Jessica Lange denounced the current occupants of the White House as “a self-serving regime of deceit, hypocrisy and belligerence,” accusing Bush of violating international law. Chevy Chase accused the president of invading Iraq “just so he could be called a wartime president” and quipped that the most recent book Bush had read was “Leader of the Free World for Dummies.”

In a song called “Texas Bandido,” John Mellencamp sang, “He’s just another cheap thug that sacrifices our young … You’re going to get us killed with your little white lies.” And Meryl Streep bemoaned Bush’s frequent invocation of religion, saying, “I wondered to myself through the shock and awe, I wondered which of the megaton bombs Jesus, our president’s personal savior, would have personally dropped on the sleeping families in Baghdad.”

Goldberg, who repeatedly referred to Edwards as “Kid” throughout the night, delivered the most inflammatory performance of the show in a comedy bit that involved a sexual pun playing off the president’s name.As the audience roared with embarrassed and horrified laughter, she retorted: “C’mon, you knew this was coming. It’s what I’m trying to explain to people: Why you asking me to come if you don’t want me to be me?”

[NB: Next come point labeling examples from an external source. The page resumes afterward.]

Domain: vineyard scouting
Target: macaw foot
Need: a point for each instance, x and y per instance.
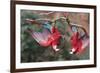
(72, 51)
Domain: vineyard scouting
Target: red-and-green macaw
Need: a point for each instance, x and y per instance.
(79, 39)
(50, 35)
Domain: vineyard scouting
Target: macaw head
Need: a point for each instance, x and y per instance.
(47, 25)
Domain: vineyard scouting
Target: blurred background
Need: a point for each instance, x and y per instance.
(31, 51)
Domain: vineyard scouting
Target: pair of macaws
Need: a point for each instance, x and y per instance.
(50, 36)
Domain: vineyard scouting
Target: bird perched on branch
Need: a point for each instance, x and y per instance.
(79, 39)
(50, 35)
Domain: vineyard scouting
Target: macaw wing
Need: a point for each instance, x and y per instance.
(41, 37)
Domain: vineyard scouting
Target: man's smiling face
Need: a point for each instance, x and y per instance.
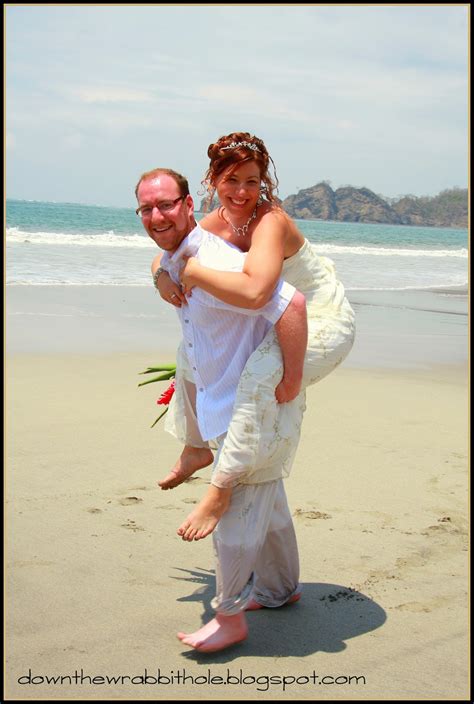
(166, 215)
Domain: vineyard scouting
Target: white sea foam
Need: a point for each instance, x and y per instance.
(106, 239)
(111, 239)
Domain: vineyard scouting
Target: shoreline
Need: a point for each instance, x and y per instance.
(399, 329)
(98, 581)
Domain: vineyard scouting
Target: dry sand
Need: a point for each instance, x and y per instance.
(98, 583)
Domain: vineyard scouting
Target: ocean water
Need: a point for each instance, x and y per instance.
(71, 244)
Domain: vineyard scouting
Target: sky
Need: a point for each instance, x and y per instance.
(371, 96)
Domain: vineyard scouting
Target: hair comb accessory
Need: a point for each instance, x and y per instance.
(249, 145)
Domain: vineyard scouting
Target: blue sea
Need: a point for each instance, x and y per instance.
(71, 244)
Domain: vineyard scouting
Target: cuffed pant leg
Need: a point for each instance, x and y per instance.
(277, 565)
(238, 540)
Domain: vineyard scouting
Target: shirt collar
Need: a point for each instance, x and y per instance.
(188, 247)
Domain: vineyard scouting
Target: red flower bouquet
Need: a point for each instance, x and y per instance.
(168, 372)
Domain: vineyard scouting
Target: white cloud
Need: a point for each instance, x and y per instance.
(100, 94)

The Bush campaign condemned Thursday’s concert fundraiser, which was produced by Rolling Stone magazine founder Jann Wenner and movie mogul Harvey Weinstein. Bush campaign spokesman Steve Schmidt noted that Kerry told CNN’s Larry King earlier in the day that he had not had time to get briefed about reports of possible new terrorist threats. Yet, Schmidt said, “he found time to attend a Hollywood fundraiser, filled with enough hate and vitriol to make Michael Moore blush.”

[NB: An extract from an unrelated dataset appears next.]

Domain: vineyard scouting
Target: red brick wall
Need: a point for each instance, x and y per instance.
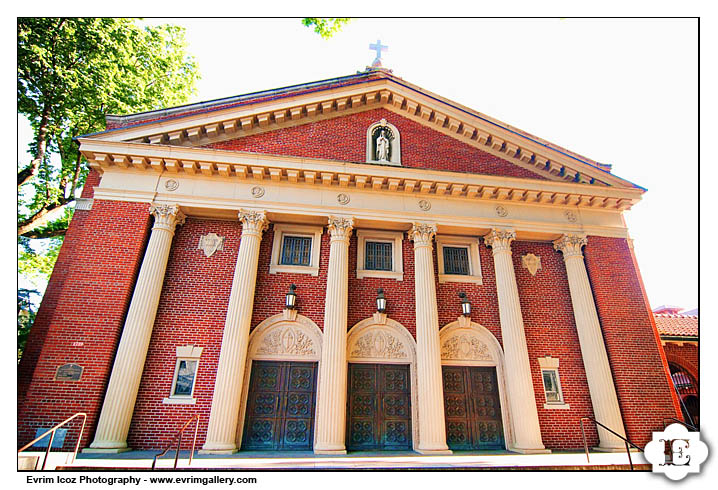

The Washington Post article contrasts the candidates differing values and includes these paragraphs:

At the fundraiser, Kerry praised speakers and performers, some of whom lambasted Bush as a liar, “thug” and killer. Singer John Mellencamp sang an anti-Bush song called “Texas Bandito,” in which he called the president “another cheap thug who sacrifices our young.” Actress Whoopi Goldberg repeatedly referred to Edwards as “Kid” and made a crude wordplay on the president’s name.

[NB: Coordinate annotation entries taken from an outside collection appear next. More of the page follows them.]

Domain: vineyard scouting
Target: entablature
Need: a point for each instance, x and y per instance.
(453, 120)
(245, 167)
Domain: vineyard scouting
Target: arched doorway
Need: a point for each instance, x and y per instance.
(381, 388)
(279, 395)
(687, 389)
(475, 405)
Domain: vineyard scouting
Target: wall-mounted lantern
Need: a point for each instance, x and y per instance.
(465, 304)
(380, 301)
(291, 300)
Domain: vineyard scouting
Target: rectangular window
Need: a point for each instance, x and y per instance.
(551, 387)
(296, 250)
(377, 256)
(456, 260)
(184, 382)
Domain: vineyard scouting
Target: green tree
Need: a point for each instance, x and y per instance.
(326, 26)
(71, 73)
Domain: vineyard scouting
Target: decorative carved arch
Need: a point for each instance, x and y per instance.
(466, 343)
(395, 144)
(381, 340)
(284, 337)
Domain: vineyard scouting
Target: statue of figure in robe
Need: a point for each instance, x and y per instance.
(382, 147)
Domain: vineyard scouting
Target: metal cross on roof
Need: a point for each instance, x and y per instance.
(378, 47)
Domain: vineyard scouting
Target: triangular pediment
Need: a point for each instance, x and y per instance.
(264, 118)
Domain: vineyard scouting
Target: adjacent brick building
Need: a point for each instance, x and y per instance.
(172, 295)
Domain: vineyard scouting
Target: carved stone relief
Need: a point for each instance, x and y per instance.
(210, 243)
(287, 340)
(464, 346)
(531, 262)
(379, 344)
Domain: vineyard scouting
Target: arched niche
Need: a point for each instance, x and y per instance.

Kerry said every performer conveyed the “heart and soul” of America. Afterward, Kerry spokesman David Wade said: “Performers have a right to speak their mind. John Kerry and John Edwards speak their minds and Americans know what they believe.”

Where do the Beeb’s sympathies lie when they fail to report embarrassments like this? (Hat tip: Hugh Hewitt)

The devil is in the detail.

Jim Miller compares and contrasts the Sun‘s treatment of the visit to Britain of Sheikh Yusuf al-Qaradawi, who advocates wife beating, execution for homosexuals and suicide bombing by children, to the BBC’s much more insipid account.

Reader Patrick Bramwell sends another link and writes:

An utterly appalling whitewash of Al-Qaradawi on today’s UK BBC Online. The man is the soul of moderation, in tune with the mainstream Arab thinking, and a peacemaker!!!

This one is a real doozy so far as BBC bias goes.

In defence of Magdi Abdelhadi, who wrote the piece, the assertion that al-Qaradawi is in tune with mainstream Arab thinking may well be correct. It is notoriously difficult to know what people in unfree societies really believe.